Create A histogram using C++ with map/unordered_map: the default value for a non-existant key

Question

I am defining a small function to create a histogram of a vector of integers, Initially I defined the following function that first test whether the key exists in the map before assigning or increment the value.

map<int, int> histogram(vector<int> &a){
     map<int, int> hist;
     for (auto &x : a){
         hist[x] = hist.count(x) == 0 ? 1 : hist[x] + 1; // check key existence 
     }
     return hist;
}

Later, I found the following code also works without checking the existence of the key. Therefore the default value for a non-existent key is supposed to be ZERO. I am wondering is this behavior guaranteed to have a default zero value when referencing a key that does not exist?

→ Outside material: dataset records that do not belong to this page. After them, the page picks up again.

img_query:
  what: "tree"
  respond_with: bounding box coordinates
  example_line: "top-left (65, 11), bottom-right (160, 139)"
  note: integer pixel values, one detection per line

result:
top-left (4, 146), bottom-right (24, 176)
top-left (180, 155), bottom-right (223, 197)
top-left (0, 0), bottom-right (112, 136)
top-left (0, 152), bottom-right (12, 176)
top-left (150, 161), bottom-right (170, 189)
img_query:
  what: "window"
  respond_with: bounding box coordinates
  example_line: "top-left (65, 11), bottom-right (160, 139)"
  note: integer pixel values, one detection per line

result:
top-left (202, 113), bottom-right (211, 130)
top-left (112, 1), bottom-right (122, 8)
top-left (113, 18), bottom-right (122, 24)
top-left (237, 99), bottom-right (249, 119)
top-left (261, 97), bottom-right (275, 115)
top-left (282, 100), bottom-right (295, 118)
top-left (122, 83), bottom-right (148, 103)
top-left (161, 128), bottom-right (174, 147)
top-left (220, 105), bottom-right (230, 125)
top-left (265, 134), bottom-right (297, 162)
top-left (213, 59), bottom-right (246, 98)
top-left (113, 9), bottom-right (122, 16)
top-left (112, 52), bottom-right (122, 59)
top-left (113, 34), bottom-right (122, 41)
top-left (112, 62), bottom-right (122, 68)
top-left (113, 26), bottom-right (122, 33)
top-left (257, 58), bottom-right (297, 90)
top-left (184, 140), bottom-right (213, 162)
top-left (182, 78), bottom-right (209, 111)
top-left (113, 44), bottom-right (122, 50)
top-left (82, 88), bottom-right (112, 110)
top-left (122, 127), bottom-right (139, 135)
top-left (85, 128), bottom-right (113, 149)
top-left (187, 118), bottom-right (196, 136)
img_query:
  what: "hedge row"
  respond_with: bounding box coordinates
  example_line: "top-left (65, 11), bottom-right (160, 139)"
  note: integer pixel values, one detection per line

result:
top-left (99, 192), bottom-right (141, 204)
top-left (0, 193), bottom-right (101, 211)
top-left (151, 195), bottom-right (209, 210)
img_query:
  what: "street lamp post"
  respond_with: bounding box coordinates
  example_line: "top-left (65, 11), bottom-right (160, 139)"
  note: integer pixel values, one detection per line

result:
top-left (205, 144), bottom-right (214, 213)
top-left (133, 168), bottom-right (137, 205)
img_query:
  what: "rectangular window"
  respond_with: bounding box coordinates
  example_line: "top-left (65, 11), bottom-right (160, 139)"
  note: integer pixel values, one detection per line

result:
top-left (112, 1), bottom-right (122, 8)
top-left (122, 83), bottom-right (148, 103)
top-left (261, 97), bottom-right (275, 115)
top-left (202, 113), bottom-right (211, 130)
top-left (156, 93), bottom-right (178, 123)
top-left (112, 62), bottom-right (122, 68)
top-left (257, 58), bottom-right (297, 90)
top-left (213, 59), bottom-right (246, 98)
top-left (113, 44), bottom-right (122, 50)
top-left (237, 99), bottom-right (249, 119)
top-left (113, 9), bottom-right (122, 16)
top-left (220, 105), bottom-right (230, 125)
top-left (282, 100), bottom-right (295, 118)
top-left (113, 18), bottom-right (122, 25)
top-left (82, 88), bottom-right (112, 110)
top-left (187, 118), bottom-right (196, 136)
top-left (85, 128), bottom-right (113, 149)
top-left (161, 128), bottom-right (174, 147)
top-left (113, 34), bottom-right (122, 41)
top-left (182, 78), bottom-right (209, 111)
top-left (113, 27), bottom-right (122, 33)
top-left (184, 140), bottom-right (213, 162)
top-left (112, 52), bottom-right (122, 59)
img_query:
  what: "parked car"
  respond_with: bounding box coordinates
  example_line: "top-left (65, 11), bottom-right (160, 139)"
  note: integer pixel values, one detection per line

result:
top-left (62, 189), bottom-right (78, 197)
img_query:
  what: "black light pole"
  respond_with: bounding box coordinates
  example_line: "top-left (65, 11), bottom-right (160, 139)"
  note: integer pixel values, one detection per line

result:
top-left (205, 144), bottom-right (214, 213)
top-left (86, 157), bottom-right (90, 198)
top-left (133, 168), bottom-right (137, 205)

map<int, int> histogram(vector<int> &a){
     map<int, int> hist;
     for (auto &x : a){
         hist[x]++;        // without key existence checking. 
     }
     return hist;
}

Answer 1

Yes, the value inserted by [] is guaranteed to be zero. From C++11 23.4.4.3/1:

Effects: If there is no key equivalent to x in the map, inserts value_type(x, T()) into the map.

T() specifies value-initialisation which, for numeric types, means it's initialised with the value zero.

Answer 2

It is guaranteed to be zero-initialized for built-in types, and default constructed for user-defined types. The guarantee is that if an element for a given key does not exist, one is inserted, with the mapped_type being value initialized. For built-in types such as int, this means zero initialization.

More information in this reference.